L’écrivain François Bégaudeau est un farceur. En 2008, peu après la sortie du film Entre les murs, adapté de son roman éponyme, il avait fait croire à toute la presse sa volonté de racheter le Football club de Nantes, dont il est un ardent supporter. Passionné de sport, Bégaudeau s’est naturellement vu confier par le journal Le Monde une chronique titrée « Viril mais correct » dans laquelle notre polisson assermenté de la gauche la plus alignée donne régulièrement son avis crucial – emprunt à une si précieuse sagesse humaniste ! – à propos de l’actualité footballistique.

Le farceur s’est trouvé bien dépourvu face à la ridicule comédie burlesque que les « Bleus » ont jouée en Afrique du Sud, lors de la Coupe du Monde… Bibi-Fricotin dut trouver une explication logique à ce sombre désordre, polir un « angle » journalistique original, pourfendre ces philosophes réacs qui ont la tendance dégueulasse à appeler un chat un chat, et un voyou un voyou. Bégaudeau dut, en somme, tenter de justifier le comportement carnavalesque de ces atroces « Bleus » médiocres, vulgaires, et parfaitement inexcusables. C’est l’exploit qu’a réalisé notre poulain, dans une chronique atterrante publiée mardi dernier dans les pages du journal du soir. Selon Bégaudeau il faut donc cesser d’accabler ces malheureux joueurs qui se comportent comme des petites frappes décervelées, mais « oser » s’interroger sur la non-adaptabilité (imaginaire ?) de l’encadrement du foot français à des joueurs issus de mondes socio-culturels différents.

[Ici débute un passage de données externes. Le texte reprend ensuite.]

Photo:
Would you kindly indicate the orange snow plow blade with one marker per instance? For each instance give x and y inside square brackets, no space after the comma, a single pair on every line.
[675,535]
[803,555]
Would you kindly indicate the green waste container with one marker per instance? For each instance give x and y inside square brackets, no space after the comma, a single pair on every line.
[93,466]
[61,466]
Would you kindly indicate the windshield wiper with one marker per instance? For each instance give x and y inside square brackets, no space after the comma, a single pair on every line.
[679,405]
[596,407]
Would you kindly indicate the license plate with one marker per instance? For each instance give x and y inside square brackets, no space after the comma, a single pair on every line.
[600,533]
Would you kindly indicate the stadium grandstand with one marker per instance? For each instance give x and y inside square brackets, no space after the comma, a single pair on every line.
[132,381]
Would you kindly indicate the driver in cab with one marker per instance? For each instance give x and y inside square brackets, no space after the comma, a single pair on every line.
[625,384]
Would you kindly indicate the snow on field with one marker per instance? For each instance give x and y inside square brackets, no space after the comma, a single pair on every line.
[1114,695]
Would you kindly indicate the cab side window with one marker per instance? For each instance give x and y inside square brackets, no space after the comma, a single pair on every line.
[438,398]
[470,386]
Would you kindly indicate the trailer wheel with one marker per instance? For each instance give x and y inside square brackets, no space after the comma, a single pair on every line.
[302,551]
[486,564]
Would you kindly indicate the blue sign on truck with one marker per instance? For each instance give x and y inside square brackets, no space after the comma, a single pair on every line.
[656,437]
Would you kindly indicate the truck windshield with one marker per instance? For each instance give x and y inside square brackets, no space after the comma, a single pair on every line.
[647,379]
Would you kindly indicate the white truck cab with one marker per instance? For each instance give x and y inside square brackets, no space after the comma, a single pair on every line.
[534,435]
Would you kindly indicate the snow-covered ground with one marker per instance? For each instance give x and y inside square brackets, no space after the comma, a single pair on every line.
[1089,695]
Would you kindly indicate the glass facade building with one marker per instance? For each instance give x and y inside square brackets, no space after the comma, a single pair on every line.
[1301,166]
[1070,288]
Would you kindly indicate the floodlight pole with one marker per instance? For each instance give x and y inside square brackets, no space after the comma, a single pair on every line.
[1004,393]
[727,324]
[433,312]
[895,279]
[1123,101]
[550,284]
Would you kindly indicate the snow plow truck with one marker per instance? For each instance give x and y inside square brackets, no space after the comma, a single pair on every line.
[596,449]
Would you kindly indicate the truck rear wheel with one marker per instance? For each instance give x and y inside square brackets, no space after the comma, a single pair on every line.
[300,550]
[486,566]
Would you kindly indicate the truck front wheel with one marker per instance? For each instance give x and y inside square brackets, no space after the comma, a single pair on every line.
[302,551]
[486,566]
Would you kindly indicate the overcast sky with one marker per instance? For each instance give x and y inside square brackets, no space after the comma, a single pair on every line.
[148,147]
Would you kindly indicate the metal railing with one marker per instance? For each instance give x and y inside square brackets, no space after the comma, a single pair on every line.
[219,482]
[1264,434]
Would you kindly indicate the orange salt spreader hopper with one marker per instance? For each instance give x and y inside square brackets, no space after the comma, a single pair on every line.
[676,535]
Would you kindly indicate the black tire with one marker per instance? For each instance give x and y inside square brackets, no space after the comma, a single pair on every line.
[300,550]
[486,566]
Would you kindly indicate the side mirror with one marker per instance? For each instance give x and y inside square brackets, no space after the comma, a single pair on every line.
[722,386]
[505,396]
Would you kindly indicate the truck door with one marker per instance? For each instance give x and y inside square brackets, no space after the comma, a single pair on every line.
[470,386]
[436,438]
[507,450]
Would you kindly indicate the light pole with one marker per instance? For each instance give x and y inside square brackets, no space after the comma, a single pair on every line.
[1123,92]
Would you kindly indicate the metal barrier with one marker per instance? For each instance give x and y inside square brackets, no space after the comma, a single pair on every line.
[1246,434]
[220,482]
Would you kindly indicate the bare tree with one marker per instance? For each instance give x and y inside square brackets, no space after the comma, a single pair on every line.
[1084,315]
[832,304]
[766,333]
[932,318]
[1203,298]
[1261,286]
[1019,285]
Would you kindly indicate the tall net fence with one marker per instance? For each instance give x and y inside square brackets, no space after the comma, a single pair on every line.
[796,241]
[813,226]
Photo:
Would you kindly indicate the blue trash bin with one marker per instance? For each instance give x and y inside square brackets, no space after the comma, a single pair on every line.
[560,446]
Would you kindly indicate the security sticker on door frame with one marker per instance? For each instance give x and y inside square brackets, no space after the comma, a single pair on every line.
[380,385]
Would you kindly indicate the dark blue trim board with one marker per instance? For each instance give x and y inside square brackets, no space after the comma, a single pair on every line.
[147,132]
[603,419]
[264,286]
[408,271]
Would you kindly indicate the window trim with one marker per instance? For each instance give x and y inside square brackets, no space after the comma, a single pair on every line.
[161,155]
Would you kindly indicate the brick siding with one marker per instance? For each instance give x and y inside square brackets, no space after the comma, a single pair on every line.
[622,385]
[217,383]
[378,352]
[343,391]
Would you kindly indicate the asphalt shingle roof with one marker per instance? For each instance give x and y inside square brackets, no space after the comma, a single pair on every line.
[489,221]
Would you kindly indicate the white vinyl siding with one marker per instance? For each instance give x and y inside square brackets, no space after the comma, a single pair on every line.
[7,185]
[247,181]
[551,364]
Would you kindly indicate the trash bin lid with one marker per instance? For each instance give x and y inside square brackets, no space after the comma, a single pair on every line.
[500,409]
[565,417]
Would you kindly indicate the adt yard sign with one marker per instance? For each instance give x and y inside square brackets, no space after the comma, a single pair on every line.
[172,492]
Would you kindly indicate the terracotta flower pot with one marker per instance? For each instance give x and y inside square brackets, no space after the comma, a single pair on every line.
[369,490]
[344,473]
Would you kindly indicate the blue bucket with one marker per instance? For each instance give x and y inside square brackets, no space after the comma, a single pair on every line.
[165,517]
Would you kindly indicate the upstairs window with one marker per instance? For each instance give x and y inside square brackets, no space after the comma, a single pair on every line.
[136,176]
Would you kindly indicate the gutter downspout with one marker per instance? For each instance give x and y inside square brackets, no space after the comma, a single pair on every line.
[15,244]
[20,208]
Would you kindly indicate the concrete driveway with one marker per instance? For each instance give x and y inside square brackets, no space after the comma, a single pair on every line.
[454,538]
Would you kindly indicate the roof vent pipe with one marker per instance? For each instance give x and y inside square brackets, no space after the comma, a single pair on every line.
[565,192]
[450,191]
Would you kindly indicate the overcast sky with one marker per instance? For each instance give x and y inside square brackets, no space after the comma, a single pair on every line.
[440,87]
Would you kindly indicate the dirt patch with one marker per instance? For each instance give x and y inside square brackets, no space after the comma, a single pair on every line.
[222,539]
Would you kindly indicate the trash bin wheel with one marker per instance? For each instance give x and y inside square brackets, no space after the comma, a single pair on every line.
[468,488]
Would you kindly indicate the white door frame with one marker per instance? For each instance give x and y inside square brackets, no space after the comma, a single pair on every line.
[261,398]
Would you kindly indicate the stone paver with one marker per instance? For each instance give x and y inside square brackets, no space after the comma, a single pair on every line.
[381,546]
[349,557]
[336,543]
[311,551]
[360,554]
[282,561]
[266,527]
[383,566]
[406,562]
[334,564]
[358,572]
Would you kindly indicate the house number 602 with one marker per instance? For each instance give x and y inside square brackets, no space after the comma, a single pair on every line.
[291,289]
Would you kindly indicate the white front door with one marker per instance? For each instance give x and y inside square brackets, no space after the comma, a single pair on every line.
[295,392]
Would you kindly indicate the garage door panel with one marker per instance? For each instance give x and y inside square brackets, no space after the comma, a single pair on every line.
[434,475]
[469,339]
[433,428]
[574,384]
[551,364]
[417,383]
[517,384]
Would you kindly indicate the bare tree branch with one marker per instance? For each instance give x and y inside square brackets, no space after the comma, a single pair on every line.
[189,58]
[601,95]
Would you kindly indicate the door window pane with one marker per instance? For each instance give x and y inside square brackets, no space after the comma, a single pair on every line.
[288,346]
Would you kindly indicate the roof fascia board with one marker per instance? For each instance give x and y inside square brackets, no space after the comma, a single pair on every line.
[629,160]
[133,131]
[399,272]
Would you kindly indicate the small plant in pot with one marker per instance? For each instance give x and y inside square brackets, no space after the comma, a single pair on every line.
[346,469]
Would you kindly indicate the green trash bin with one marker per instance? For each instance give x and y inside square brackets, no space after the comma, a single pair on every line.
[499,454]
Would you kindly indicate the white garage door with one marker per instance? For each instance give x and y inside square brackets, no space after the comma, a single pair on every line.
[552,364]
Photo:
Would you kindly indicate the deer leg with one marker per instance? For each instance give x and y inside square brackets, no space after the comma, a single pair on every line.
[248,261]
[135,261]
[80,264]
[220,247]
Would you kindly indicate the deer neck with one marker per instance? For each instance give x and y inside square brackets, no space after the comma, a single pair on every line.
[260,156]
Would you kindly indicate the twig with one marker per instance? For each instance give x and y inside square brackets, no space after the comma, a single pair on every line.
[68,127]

Le problème, c’est la vieille France

Mais écoutons plutôt l’entêtante prose de cet homme qui sait plus que quiconque penser-en-rond : « Depuis vingt ans, la baguette a été confiée à des quinquagénaires prénommés Aimé, Roger, Jacques, Raymond ou encore Robert (comme Duverne), tous rejetons d’une France ouvrière et rurale dont la nostalgie se donne aujourd’hui de Gaulle pour nom de code. Très clairement, ceux-là ne savent pas faire avec le prolétariat de banlieue qui peuple aujourd’hui les clubs. » Oui. Voilà. La vieille France profonde et ouvrière. Roger. Raymond. C’est dit. Enfin non, pas vraiment. La partition des « Bleus » serait ainsi émaillée de couacs déplaisants car l’entraîneur ne serait pas tout à fait un black ou un beur, âgé de 22 ans (et écoutant du rap dans son Ipod) ?

C’est donc vers cette logique que s’oriente cette navrante réflexion ? Misérable duplication, soit dit en passant, d’une paresseuse pensée pédagogiste voulant que les profs s’adaptent continuellement aux élèves. Demain les entraîneurs devront-ils aussi s’adapter aux incivilités chroniques de joueurs grossiers et mieux payés qu’eux ? Gageons qu’il s’agit seulement d’une nouvelle facétie provocatrice de ce sympathique farceur de Bégaudeau, qui va pourtant devoir supporter encore quelques années – douloureusement, on l’imagine ! – la présence à la tête de l’équipe de France d’un entraîneur face-de-craie ; un certain Laurent Blanc, successeur désigné de Raymond Domenech. Tout blanc. Même pas musulman converti. Yo ziva ! Trop pas ! Trop la haine ! Et l’idéologie black-blanc-beur dans tout ça ? Ta race ! Fin de partie.